Gods need to show love and extend mercy to the Ethiopian is so much greater than Philip’s desire to stay in Samaria.
Think also of the context. The Ethiopian is searching for God, right? He is returning from Jerusalem, where God’s house is located. He has spent tons of money, effort and time to get to the center of God’s world in order to find God. A chariot ride in the ancient world over thousands of miles was a huge task. The Ethiopian gave all he could to get to God. Yet he is on his way back with a scroll of Isaiah that he doesn’t even understand.
God’s chosen people failed to reach him. The Jews were not a friendly bunch, but God did not want the man to go away without what he really came for. God loves the man too much to let that happen.

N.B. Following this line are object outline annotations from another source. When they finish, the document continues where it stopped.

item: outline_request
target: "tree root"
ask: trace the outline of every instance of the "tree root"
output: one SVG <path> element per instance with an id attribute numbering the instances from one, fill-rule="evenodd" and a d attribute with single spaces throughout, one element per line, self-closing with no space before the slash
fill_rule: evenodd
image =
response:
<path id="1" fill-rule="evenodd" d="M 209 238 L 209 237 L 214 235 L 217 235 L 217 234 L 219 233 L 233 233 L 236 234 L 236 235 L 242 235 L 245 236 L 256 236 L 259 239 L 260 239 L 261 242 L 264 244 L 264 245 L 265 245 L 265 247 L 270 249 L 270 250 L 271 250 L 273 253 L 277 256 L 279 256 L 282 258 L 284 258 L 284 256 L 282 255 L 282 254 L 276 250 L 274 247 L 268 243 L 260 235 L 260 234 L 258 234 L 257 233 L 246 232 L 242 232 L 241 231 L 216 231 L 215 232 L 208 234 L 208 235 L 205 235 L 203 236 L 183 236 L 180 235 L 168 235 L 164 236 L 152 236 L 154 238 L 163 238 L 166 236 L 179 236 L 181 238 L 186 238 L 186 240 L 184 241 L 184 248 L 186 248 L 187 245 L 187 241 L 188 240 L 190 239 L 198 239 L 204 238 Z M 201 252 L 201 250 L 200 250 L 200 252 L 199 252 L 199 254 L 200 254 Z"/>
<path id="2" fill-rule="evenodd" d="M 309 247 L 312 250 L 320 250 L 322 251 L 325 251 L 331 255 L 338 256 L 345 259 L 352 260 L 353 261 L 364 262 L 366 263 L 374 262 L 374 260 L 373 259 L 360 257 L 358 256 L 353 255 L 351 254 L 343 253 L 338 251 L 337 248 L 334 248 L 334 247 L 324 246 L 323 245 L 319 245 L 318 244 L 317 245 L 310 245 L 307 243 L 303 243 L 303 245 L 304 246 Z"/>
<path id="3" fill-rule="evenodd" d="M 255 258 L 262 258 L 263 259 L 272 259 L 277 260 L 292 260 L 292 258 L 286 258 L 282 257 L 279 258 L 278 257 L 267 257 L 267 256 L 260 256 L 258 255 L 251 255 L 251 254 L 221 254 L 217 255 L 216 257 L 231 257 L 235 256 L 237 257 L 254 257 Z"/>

So God inserts into the picture Philip. He is a man in the desert but one who is trusting God completely. God perfectly places Philip to lead this very lost man of Ethiopia into an eternal relationship with God. Philip loses his time in Samaria but another lost sheep is brought home.
Was the one man worth more than all the believers in Samaria? No, certainly not and the man’s prominence in Ethiopia has no bearing on the issue. But one lost man was not worth less than all the believers in Samaria. God’s math is just different from man’s. He sent His only Son to die for His creation, after all.
So we can pray to the Lord that He bless our endeavors and keep us on the path that He has us on now. Wanting to continue doing what we love doing for the Lord is a good thing. We also must be willing to leave our plans behind in a moment when called to do so by God. We can rise up and leave, even what we love dearly, confident that God’s plan is better than ours simply because it is God doing the calling. If God is sending us through into a desert, it is to save those who are lost in the middle of it.
We can trust that His love for His people and His lost sheep is so much greater than our plan for our lives and our ministries.